Findings

Legal jeopardy

Kevin Lewis

January 04, 2019

The Role of Nominee Gender and Race at U.S. Supreme Court Confirmation Hearings
Christina Boyd, Paul Collins & Lori Ringhand
Law & Society Review, December 2018, Pages 871-901

Abstract:

We investigate an unexplored aspect of the U.S. Supreme Court confirmation process: whether questioning senators treat female and minority nominees differently from male and white nominees. Applying out‐group theory, we argue that senators will ask female and minority nominees more questions about their “judicial philosophies” in an effort to determine their competence to serve on the Court. This out‐group bias is likely to be exacerbated for nominees not sharing the senator's political party. Our results do not support racial differences, but they do provide strong evidence that female nominees receive more judicial philosophy‐related questions from male senators. This effect is enhanced when the female nominee does not share the partisan affiliation of the questioning senator. Together, these findings indicate that female nominees undergo a substantively different confirmation process than male nominees. We further find that this effect may be most intense with nominees like Justice Sotomayor, whose identities align with more than one out‐group.

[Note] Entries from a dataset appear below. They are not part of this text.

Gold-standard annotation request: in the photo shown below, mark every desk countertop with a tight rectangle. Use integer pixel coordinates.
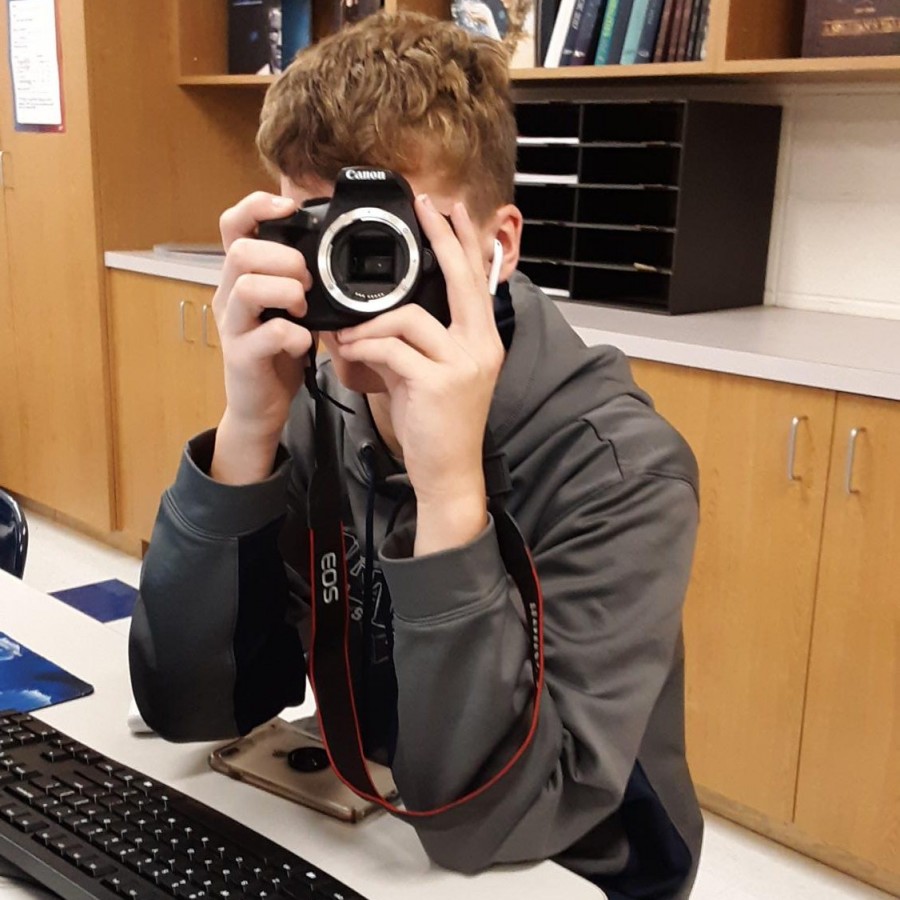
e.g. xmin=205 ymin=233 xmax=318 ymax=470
xmin=106 ymin=251 xmax=900 ymax=400
xmin=0 ymin=571 xmax=605 ymax=900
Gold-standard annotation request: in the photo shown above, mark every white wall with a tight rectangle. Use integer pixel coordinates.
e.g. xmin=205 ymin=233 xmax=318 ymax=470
xmin=766 ymin=86 xmax=900 ymax=324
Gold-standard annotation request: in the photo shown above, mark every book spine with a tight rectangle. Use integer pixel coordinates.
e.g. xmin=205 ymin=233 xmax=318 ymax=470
xmin=663 ymin=0 xmax=685 ymax=62
xmin=695 ymin=0 xmax=709 ymax=60
xmin=687 ymin=0 xmax=709 ymax=60
xmin=675 ymin=0 xmax=699 ymax=62
xmin=559 ymin=0 xmax=588 ymax=66
xmin=281 ymin=0 xmax=312 ymax=62
xmin=619 ymin=0 xmax=650 ymax=66
xmin=544 ymin=0 xmax=575 ymax=69
xmin=635 ymin=0 xmax=665 ymax=63
xmin=653 ymin=0 xmax=675 ymax=62
xmin=609 ymin=0 xmax=635 ymax=63
xmin=535 ymin=0 xmax=559 ymax=65
xmin=569 ymin=0 xmax=606 ymax=66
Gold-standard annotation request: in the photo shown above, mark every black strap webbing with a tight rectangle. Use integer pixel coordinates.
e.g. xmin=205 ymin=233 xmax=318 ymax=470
xmin=306 ymin=352 xmax=544 ymax=818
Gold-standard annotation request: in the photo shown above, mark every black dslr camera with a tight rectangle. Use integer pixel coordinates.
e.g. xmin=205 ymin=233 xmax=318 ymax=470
xmin=259 ymin=166 xmax=450 ymax=331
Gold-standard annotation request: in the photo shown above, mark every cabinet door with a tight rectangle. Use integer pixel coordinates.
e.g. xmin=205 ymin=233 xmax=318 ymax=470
xmin=200 ymin=300 xmax=225 ymax=428
xmin=0 ymin=9 xmax=22 ymax=490
xmin=110 ymin=272 xmax=214 ymax=540
xmin=797 ymin=395 xmax=900 ymax=875
xmin=633 ymin=362 xmax=835 ymax=822
xmin=0 ymin=2 xmax=112 ymax=531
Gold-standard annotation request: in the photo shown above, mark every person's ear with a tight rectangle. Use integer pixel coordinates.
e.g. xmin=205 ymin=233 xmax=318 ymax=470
xmin=488 ymin=203 xmax=522 ymax=281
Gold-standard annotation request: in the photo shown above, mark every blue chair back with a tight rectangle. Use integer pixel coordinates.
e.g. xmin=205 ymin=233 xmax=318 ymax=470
xmin=0 ymin=488 xmax=28 ymax=578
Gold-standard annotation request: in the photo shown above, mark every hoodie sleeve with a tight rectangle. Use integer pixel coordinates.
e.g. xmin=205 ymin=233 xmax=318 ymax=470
xmin=129 ymin=431 xmax=309 ymax=741
xmin=382 ymin=422 xmax=698 ymax=872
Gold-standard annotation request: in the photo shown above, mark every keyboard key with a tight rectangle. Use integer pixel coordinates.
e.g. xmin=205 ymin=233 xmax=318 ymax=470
xmin=62 ymin=842 xmax=97 ymax=866
xmin=0 ymin=803 xmax=29 ymax=822
xmin=32 ymin=825 xmax=66 ymax=847
xmin=12 ymin=813 xmax=47 ymax=834
xmin=6 ymin=784 xmax=44 ymax=806
xmin=41 ymin=747 xmax=72 ymax=762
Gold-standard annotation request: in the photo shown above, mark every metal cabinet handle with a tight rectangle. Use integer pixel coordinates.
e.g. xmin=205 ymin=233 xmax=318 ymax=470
xmin=788 ymin=416 xmax=807 ymax=481
xmin=178 ymin=300 xmax=194 ymax=344
xmin=844 ymin=428 xmax=866 ymax=494
xmin=200 ymin=303 xmax=219 ymax=350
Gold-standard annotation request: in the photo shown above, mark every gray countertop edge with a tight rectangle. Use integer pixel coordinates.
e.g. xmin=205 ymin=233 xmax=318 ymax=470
xmin=105 ymin=251 xmax=900 ymax=400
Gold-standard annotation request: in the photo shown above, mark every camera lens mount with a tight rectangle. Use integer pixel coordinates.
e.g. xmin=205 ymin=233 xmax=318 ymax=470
xmin=317 ymin=206 xmax=421 ymax=314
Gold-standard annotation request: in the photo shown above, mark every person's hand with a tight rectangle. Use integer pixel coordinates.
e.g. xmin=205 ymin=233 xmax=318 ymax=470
xmin=210 ymin=191 xmax=312 ymax=484
xmin=337 ymin=196 xmax=504 ymax=555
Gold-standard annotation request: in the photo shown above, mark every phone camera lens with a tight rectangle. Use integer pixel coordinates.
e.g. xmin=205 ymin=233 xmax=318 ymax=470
xmin=288 ymin=747 xmax=328 ymax=772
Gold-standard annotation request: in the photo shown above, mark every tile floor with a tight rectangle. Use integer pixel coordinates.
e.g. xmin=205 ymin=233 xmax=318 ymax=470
xmin=10 ymin=513 xmax=890 ymax=900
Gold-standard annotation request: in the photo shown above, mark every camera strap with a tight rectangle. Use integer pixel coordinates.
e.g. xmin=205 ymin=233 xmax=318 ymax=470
xmin=306 ymin=349 xmax=544 ymax=819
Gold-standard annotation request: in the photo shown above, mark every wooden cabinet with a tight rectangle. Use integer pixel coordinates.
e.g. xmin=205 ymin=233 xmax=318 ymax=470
xmin=0 ymin=2 xmax=112 ymax=532
xmin=633 ymin=362 xmax=834 ymax=821
xmin=796 ymin=396 xmax=900 ymax=889
xmin=632 ymin=361 xmax=900 ymax=892
xmin=110 ymin=271 xmax=225 ymax=541
xmin=174 ymin=0 xmax=900 ymax=90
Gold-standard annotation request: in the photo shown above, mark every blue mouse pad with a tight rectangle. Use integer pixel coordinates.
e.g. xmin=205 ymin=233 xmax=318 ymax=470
xmin=52 ymin=578 xmax=137 ymax=622
xmin=0 ymin=631 xmax=94 ymax=712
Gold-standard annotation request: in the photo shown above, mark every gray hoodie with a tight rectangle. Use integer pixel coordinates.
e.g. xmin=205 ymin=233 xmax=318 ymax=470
xmin=130 ymin=275 xmax=702 ymax=898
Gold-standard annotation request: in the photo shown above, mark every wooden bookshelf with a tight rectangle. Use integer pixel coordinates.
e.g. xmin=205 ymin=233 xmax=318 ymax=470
xmin=717 ymin=56 xmax=900 ymax=82
xmin=178 ymin=75 xmax=275 ymax=88
xmin=174 ymin=0 xmax=900 ymax=88
xmin=510 ymin=61 xmax=714 ymax=82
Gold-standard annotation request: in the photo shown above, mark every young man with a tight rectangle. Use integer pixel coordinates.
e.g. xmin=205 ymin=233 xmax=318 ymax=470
xmin=131 ymin=14 xmax=702 ymax=898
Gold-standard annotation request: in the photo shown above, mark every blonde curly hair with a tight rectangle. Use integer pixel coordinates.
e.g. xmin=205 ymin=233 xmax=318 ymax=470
xmin=256 ymin=12 xmax=516 ymax=220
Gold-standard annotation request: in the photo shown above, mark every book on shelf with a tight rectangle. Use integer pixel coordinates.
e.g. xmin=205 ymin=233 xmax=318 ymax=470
xmin=634 ymin=0 xmax=665 ymax=63
xmin=619 ymin=0 xmax=650 ymax=66
xmin=560 ymin=0 xmax=606 ymax=66
xmin=653 ymin=0 xmax=678 ymax=62
xmin=675 ymin=0 xmax=700 ymax=62
xmin=694 ymin=0 xmax=710 ymax=60
xmin=544 ymin=0 xmax=575 ymax=69
xmin=450 ymin=0 xmax=537 ymax=69
xmin=803 ymin=0 xmax=900 ymax=56
xmin=594 ymin=0 xmax=634 ymax=66
xmin=228 ymin=0 xmax=312 ymax=75
xmin=534 ymin=0 xmax=559 ymax=65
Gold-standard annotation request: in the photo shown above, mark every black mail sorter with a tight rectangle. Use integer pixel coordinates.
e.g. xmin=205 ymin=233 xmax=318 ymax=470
xmin=516 ymin=100 xmax=781 ymax=314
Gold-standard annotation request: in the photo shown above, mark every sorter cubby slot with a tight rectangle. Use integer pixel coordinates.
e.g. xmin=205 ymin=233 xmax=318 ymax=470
xmin=577 ymin=185 xmax=678 ymax=227
xmin=516 ymin=184 xmax=575 ymax=222
xmin=581 ymin=102 xmax=684 ymax=141
xmin=572 ymin=266 xmax=669 ymax=308
xmin=516 ymin=146 xmax=578 ymax=175
xmin=519 ymin=259 xmax=571 ymax=291
xmin=579 ymin=146 xmax=679 ymax=185
xmin=521 ymin=223 xmax=575 ymax=260
xmin=516 ymin=100 xmax=781 ymax=314
xmin=575 ymin=228 xmax=672 ymax=270
xmin=516 ymin=103 xmax=579 ymax=138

Packing the Courts: Ideological Proximity and Expansions to the Federal Judiciary from 1937 to 2012
Elli Menounou et al.
Journal of Law and Courts, forthcoming

Abstract:

What explains expansions to the federal judiciary? Whereas existing research focuses on unified government as an explanation, we argue ideological proximity between institutions involved in the expansion process more accurately predicts judicial expansions. We examine whether Congress chose to add seats to each federal district or circuit court annually from 1937 to 2012 and find expansions are more likely when (1) the ideological distance between chambers of Congress is smaller and (2) the ideological distance between Congress and individual district or circuit courts is greater. These findings suggest the administration of federal courts is influenced by the political concerns in another branch of government, raising important questions about judicial independence.

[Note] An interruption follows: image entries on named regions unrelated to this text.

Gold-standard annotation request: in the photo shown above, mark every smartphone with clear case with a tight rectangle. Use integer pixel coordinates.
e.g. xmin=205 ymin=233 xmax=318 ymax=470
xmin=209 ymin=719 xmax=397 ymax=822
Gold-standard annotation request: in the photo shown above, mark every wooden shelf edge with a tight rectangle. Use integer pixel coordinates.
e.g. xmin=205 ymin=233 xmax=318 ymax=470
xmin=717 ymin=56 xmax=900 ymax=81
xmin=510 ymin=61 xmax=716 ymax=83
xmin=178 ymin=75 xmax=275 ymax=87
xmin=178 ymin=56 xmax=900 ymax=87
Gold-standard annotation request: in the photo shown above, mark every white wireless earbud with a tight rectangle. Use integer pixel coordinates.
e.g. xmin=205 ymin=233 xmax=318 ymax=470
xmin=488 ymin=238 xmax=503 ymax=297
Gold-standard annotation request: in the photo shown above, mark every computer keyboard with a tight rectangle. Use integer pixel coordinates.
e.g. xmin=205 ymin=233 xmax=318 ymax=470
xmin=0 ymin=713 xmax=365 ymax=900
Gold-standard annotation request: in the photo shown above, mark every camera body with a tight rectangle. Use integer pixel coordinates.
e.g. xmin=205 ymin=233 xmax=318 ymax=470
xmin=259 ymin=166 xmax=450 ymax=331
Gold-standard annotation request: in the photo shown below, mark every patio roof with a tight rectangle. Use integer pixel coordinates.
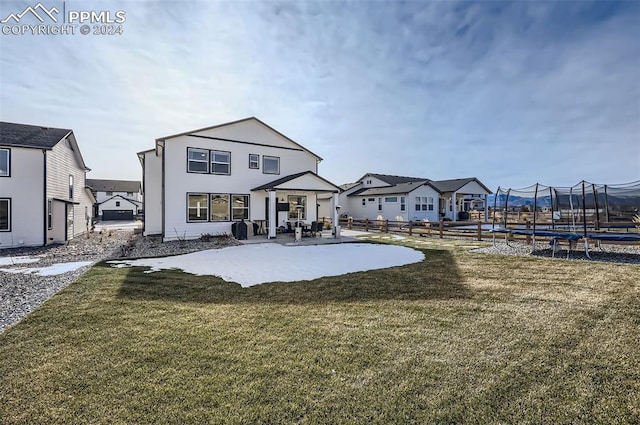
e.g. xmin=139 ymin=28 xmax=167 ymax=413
xmin=251 ymin=171 xmax=340 ymax=192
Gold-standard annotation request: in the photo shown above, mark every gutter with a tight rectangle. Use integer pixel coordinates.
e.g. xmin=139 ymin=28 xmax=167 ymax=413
xmin=42 ymin=149 xmax=49 ymax=246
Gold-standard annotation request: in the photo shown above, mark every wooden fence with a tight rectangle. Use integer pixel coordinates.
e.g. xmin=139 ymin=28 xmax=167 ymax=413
xmin=328 ymin=217 xmax=638 ymax=243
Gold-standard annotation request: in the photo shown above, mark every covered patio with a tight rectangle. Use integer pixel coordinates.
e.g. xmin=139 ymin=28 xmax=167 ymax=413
xmin=249 ymin=171 xmax=340 ymax=239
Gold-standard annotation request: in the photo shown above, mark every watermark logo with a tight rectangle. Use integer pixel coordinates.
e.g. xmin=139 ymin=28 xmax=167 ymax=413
xmin=0 ymin=1 xmax=127 ymax=36
xmin=0 ymin=3 xmax=60 ymax=24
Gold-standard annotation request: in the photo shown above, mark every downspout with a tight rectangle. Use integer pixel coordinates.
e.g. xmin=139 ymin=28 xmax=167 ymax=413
xmin=42 ymin=149 xmax=49 ymax=246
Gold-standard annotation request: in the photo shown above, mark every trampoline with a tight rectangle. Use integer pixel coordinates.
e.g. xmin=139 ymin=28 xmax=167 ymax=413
xmin=491 ymin=180 xmax=640 ymax=258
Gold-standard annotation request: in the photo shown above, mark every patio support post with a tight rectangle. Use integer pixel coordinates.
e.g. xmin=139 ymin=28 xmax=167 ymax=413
xmin=331 ymin=193 xmax=340 ymax=238
xmin=269 ymin=190 xmax=278 ymax=239
xmin=451 ymin=192 xmax=458 ymax=221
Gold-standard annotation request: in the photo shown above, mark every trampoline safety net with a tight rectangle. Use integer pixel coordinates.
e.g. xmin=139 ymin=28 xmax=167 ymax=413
xmin=491 ymin=180 xmax=640 ymax=236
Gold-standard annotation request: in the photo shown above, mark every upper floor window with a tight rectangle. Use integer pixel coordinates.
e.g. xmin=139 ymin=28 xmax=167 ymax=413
xmin=0 ymin=198 xmax=11 ymax=232
xmin=249 ymin=153 xmax=260 ymax=170
xmin=262 ymin=155 xmax=280 ymax=174
xmin=187 ymin=148 xmax=209 ymax=173
xmin=211 ymin=151 xmax=231 ymax=174
xmin=0 ymin=149 xmax=11 ymax=177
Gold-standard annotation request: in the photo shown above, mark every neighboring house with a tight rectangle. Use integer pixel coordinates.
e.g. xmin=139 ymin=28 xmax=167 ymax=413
xmin=87 ymin=179 xmax=142 ymax=221
xmin=0 ymin=122 xmax=95 ymax=248
xmin=138 ymin=117 xmax=340 ymax=240
xmin=340 ymin=173 xmax=491 ymax=221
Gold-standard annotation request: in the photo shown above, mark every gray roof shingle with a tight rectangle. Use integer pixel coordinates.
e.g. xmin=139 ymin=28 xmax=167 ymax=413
xmin=0 ymin=121 xmax=72 ymax=149
xmin=87 ymin=179 xmax=140 ymax=193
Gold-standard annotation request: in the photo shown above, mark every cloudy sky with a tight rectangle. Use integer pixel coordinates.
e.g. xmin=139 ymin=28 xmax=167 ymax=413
xmin=0 ymin=0 xmax=640 ymax=189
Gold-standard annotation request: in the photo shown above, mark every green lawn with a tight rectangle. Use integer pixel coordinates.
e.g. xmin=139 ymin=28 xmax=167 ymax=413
xmin=0 ymin=239 xmax=640 ymax=424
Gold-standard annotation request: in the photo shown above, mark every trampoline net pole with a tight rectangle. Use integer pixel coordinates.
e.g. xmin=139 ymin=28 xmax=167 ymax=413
xmin=549 ymin=187 xmax=556 ymax=230
xmin=531 ymin=183 xmax=538 ymax=251
xmin=582 ymin=180 xmax=587 ymax=238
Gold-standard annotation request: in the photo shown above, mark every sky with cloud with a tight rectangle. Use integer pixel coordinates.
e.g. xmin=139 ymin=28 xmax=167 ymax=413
xmin=0 ymin=0 xmax=640 ymax=189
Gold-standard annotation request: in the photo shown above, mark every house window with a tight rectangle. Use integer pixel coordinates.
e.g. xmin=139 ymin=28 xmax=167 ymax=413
xmin=187 ymin=193 xmax=209 ymax=222
xmin=416 ymin=196 xmax=433 ymax=211
xmin=262 ymin=155 xmax=280 ymax=174
xmin=47 ymin=199 xmax=53 ymax=230
xmin=0 ymin=198 xmax=11 ymax=232
xmin=0 ymin=149 xmax=11 ymax=177
xmin=187 ymin=148 xmax=209 ymax=173
xmin=211 ymin=193 xmax=229 ymax=221
xmin=288 ymin=195 xmax=307 ymax=220
xmin=249 ymin=153 xmax=260 ymax=170
xmin=231 ymin=195 xmax=249 ymax=220
xmin=211 ymin=151 xmax=231 ymax=174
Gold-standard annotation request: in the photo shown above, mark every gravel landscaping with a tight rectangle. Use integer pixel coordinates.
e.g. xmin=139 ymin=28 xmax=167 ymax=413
xmin=0 ymin=230 xmax=238 ymax=332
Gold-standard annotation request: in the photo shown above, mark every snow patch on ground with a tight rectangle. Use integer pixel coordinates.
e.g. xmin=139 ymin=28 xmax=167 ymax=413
xmin=0 ymin=257 xmax=40 ymax=266
xmin=109 ymin=243 xmax=424 ymax=287
xmin=0 ymin=261 xmax=92 ymax=276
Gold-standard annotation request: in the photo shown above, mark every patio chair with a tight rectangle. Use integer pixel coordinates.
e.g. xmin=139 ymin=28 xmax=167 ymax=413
xmin=308 ymin=221 xmax=318 ymax=236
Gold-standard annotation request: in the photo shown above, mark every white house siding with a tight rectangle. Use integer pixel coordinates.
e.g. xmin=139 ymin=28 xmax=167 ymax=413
xmin=47 ymin=136 xmax=93 ymax=242
xmin=407 ymin=185 xmax=440 ymax=221
xmin=161 ymin=120 xmax=317 ymax=240
xmin=143 ymin=148 xmax=162 ymax=236
xmin=341 ymin=185 xmax=439 ymax=221
xmin=0 ymin=146 xmax=45 ymax=248
xmin=98 ymin=197 xmax=138 ymax=216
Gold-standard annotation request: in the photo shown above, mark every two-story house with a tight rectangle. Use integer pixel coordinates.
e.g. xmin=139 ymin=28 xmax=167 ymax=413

Article II and Antidiscrimination Norms
Aziz Huq
Michigan Law Review, forthcoming

Abstract:

The Supreme Court’s judgment in Trump v. Hawai’i validated a prohibition on entry to the United States from several largely Muslim-majority countries, and at the same time repudiated a longstanding precedent associated with the Japanese-American internment of World War II. This Article closely analyzes the relationship of these twin holdings. It uses their dichotomous valances as a lens onto the legal scope for discriminatory action by the federal executive. Parsing the various ways in which the internment of the 1940s and the 2017 exclusion order can be reconciled, the Article identifies a generative tension between the two holdings. Contrary to the Court’s apparent assumption, the internment cannot easily be rejected if the 2017 travel ban is embraced: There is no analytically defensible and practicably tractable boundary between the two. Recognizing this disjunction and explaining why the Court’s effort to separate past from present practice cannot prevail, I argue, reveals what might be called an “Article II discretion to discriminate.” By identifying and mapping this species of executive discretion, the Article offers a novel critique of the Court’s recent construction of executive power in light of historical precedent and consequentialist justifications. It further illuminates the downstream distributive and regulatory consequences of executive power in the context of ongoing judicial constriction of Article II discretion over regulatory choices.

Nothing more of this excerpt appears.